Modelli implementati
Nella versione 1.2.5 di RSBAC, sono inclusi i seguenti moduli. Si noti che
tutti quanti sono opzionali.
MAC
Bell-LaPadula Mandatory Accessi Control Module
UM
Modello User Management. In RSBAC esso è basato sul kernel ed è complementare o
rimpiazza totalmente il sottosistema Linux. L'amministrazione degli utenti è
rinforzato da granularità e flessibilità.
PM
Privacy Model. Il modello di Simone
Fischer-Huebner nella sua prima implementazione. Si veda l'articolo RSBAC
su l' implementazione di
PM per la National Information Systems Security Conference (NISSC 98).
Dazuko
Questo non è un vero e proprio modello di controllo degli accessi, ma piuttosto
un modulo di protezione del sistema contro il malware. L'esecuzione e la lettura
dei file infettati da malware può essere prevenuta.
FF
Modello File Flags. Provvede e usa flag per directory e file, al momento
execute_only (file), read_only (file e directory), search_only (directory),
secure_delete (file), no_execute (file), add_inherited (file e directory),
no_rename_or_delete (file e directory, nessuna ereditarietà) e append_only
(file e directory). Solo gli addetti alla sicurezza FF possono modificare queste
flag.
RC
Modello Role Compatibility. Definisce ruoli e tipi per ogni target (file, dir,
dev, ipc, scd, process) del sistema. Per ciascun ruolo, la compatibilità con i
rimanenti e con tutti i tipi può essere personalizzata con la granularità
desiderata. Per l'amministrazione c'è un'ottima e granulare separazione dei
compiti. I diritti possono avere durata temporale limitata. Il modello e le
specifiche di implementazione sono descritte nell'articolo Nordsec 2002 RC
Paper
AUTH
Modello Authorization enforcement. Controlla tutte le richieste di CHANGE_OWNER
per processi target, e solo programmi/processi che hanno il permesso di eseguire
il generico setuid e quelli che lo hanno per il target user ID possono eseguire
di fatto questo comando. La capacità di esecuzione di setuid può essere
controllata da altri programmi/processi, es. demoni di autenticazione.
ACL
Modello Access Control Lists. In questo modello, per ogni oggetto esiste una
Lista di Controllo degli Accessi, che definisce quali soggetti possono accedere
ad un oggetto prefissato e con quali tipi di richiesta. I soggetti possono
essere di tipo user, ruolo RC e gruppo ACL. Gli oggetti sono raggruppati
mediante tipo di target, ma hanno liste personalizzate. Se non esiste nessuna
voce nella lista di un dato oggetto relativa a un dato soggetto, i diritti sono
"ereditati" da oggetti "genitori", filtrati da una maschera di "ereditarietà".
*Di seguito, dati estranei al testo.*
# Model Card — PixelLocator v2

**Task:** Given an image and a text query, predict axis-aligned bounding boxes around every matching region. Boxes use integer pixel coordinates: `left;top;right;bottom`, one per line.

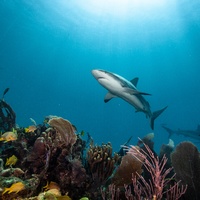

Diritti diretti (user) e indiretti (role, group) sono cumulabili. Per ogni tipo
di oggetto esiste una ACL predefinita all'apice della gerarchia prefissata. La
gestione dei gruppi è stata aggiunta nella versione 1.0.9a. Sia diritti che
appartenenza a un dato gruppo possono avere durata temporale limitata.
CAP
Modello Linux Capabilities. Per ogni utente e programma si possono definire un
insieme minimo e uno massimo di capacità, in termini di possibilità di
esecuzione di chiamate al sistema con aspetti di sicurezza, in ambiente Linux
("insieme dei diritti speciali di root"). Ciò permette ad esempio di eseguire
programmi server a semplici utenti, o di restringere i diritti dei programmi di
root nella maniera standard possibile in ambiente Linux.
JAIL
Modello Process Jails. Questo modello aggiunge una nuova chiamata di sistema,
la rsbac_jail, che è fondamentalmente un insieme maggiorato delle chiamate di
sistema jail di FreeBSD. Esso incapsula il processo chiamante e tutti i
sottoprocessi in un ambiente chroot con indirizzo IP prefissato e molte
ulteriori restrizioni.
RES
Modello Linux Resources. Per ogni utente e ogni programma si possono definire un
insieme minimo e uno massimo di risorse usabili dai processi generati in
ambiente Linux (ad esempio formato di memoria, numero di file aperti, numero di
processi per utente). Internamente questi insiemi sono usati come dato per
impostare le flag standard per le risorse in ambiente Linux.
Tutti i modelli di decisione sono trattati in dettaglio nella relativa pagina di
descrizione.
L'obiettivo generale del progetto RSBAC è quello di raggiungere un giorno il
livello B1 dell'(obsoleto) Orange Book (TCSEC).